II- Esta norma não é materialmente inconstitucional, dado que a própria Constituição não define o que seja pena maior.
III- O Tribunal Constitucional apenas considerou inconstitucional o artigo 51 do Decreto-Lei 402/82 na interpretação que lhe foi dada pelo Supremo Tribunal de Justiça, segundo a qual bastaria que o máximo da pena fosse superior a 2 anos para que de pena maior se tratasse.
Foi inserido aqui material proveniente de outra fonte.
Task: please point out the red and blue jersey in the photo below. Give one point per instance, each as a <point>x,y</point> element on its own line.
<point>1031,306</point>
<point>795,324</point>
IV- Porém, a Lei 41/85 de 14 de Agosto, estabeleceu que, para efeitos de aplicação das normas que façam referência a prisão maior ou a pena maior, considera-se desta natureza a pena de prisão cuja medida exceda 3 anos no seu limite máximo e que seja igual ou superior a 6 meses no seu limite mínimo.
V- Uma pena abstracta de 13 a 20 anos é, em qualquer caso, sempre considerada como maior.
VI- Segundo o artigo 28, n. 2, da Constituição, a prisão preventiva não se mantém sempre que possa ser substituida por caução ou por medida de liberdade provisória prevista na Lei.
VII- Aquele normativo pressupõe que há casos de insusceptibilidade de substituição da prisão preventiva; ora, há crimes que, pela sua gravidade, justificam a inadmissibilidade de liberdade provisória.
VIII- É possível a suspensão excepcional da prisão preventiva, nos termos do artigo 291, alínea b) do Código de Processo Penal, em relação aos crimes incaucionáveis, como expressamente se estabelece no artigo 2 do Decreto-Lei 477/82, que assim, não é inconstitucional.